招募天津中医药大学中医专业二年级学生共50名为研究对象。本研究采用单组前后测设计,通过与学生的互动来验证模型的有效性。验证基于Command-R-Plus模型的AISP系统在模拟真实问诊场景中的准确性和有效性,包括诊断准确性、问诊全面性和学生反馈,通过前测和后测,以评估学生在使用AISP前后的技能提升情况。

(1)前测方法:所有参与者进行一次标准化的问诊技能测试,由专业考官根据提供的评分标准进行评分。通过评估学生在试验前的问诊技能水平。

(2)训练阶段:使用AISP模型进行问诊训练。学生通过与AISP进行多轮互动,完成不同病例的问诊、诊断和治疗过程。训练过程包括语音对话和即时反馈,每天6轮对话,持续3d。

(3)后测方法:所有参与者再次进行标准化的问诊技能测试,由同一批专业考官根据相同的评分标准进行评分。评估学生在训练后的问诊技能提升情况。

1.6 考核指标

所有参与者进行一次标准化的问诊技能测试,由专业考官根据提供的评分标准进行评分。评分标准基于提供的考试评分标准,其中病史采集60分,综合表现30分,SP现场给分10分。考评结束填写调查问卷。具体见表1

1.7 统计学方法

采用SPSS 19.0软件进行统计分析。符合正态分布的计量资料以均值±标准差(x±s)描述。对比前测和后测中的综合得分变化,采用配对样本t检验分析得分差异。计数资料以频数和百分比[n(%)]描述,分别统计和比较病史采集和综合表现2个主要部分的评分变化。根据统计和分析学生对AISP模型的满意度评分,评估模型的易用性、互动性和学习效果。

2 结果

2.1 模型评价和对比

对GPT-4、LLaMA-3-70B、Qwen-1.5-72B和Command-R-Plus 4个模型在模型发布时提供详细的评测数据,依据4种语言模型在多个语言理解评估标准上的表现,标准的分数越高,表示模型在该评估上的表现越好。总体而言,GPT-4在所有评估标准上表现最为出色,始终处于领先地位,而Command-R-Plus紧随其后。根据AISP的特点,对每个模型的问答情况进行测试,测试结果均可满足问答要求。

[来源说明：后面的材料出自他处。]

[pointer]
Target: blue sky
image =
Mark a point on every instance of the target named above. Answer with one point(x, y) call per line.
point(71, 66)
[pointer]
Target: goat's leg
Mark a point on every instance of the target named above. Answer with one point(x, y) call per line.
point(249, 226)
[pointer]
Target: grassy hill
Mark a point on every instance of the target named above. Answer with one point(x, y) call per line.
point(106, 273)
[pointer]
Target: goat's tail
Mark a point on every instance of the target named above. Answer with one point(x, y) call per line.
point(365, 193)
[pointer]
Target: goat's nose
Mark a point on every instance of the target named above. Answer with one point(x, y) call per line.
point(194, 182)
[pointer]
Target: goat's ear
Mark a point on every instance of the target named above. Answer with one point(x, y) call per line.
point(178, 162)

综合考虑模型的性能、适用性和成本,最终选择Command-R-Plus作为基础模型,并在此基础上进行调优。具体见表2

2.2 成绩比较

根据试验设计,对学生在使用AISP模型前后的问诊技能得分进行数据收集和分析。通过模拟的前测和后测得分及学生满意度调查结果显示,经AISP教学后,病史采集和综合表现的后测成绩明显优于前测成绩,且具有统计学意义(P<0.01)。本试验采用单组前后测设计,对样本t检验:试验结果显示,使用AISP系统训练前,病史采集和综合表现2项得分分别为(37.8±2.18)分、(17.4±1.51)分;使用后,2项得分分别为(54.0±2.13)分、(25.9±1.67)分。使用AISP模型训练后,学生的问诊技能得分显著提升,结果表明,学生在使用AISP模型后的综合得分显著提升(P<0.01),病史采集和综合表现2个主要部分的评分均显著提高,特别是在沟通能力和健康教育技巧2个方面。

2.3 满意度比较

课程结束后发放教学满意度调查问卷50份,回收率为100%。教学效果从易用性、互动性和学习效果3个方面进行评定,问卷采用5级评分制(1分表示非常不满意,5分表示非常满意),为了便于统计和展示结果,将评分等级分为3类:优(4~5分)、良(2~3分)、差(1~2分)。结果表明,学生在使用AISP模型后的综合得分显著提升,病史采集和综合表现2个主要部分的评分均显著提高,并对AISP模型的满意度评分较高,说明模型具有良好的易用性和互动性。具体见表3

3 讨论

3.1 AISP模型的开发与优化

在AISP模型开发中,选择合适的语言模型对于提升模型的智能化和交互性至关重要。在本研究中,课题组基于评测数据对4种模型进行比较,评测数据显示,在语音识别准确性方面,Command-R-Plus的深度学习集成使其在处理医疗领域特有的语音输入时,能够提供更加稳定的性能。与此相比,GPT-4 作为一个强大的生成预训练变换器,在语义理解和上下文推理方面表现出色,但其计算成本较高,且在医学领域的专用术语识别上有时不如 Command-R-Plus精准10。LLAMA-3-70B具有良好的扩展性和性能,能处理大规模语言任务,但在中医领域的语言理解能力有所欠缺。Qwen-1.5-72B 专注于对话设计,支持多语言,能够准确生成中医问诊对话,但在理解多种复杂对话情境上可能不如其他模型强,且需要更高的计算资源。因此,Command-R-Plus在多个性能指标上优于其他模型,特别是在临床场景的适应性和语音识别的精度方面,最终选择 Command-R-Plus作为AISP模型的核心模型。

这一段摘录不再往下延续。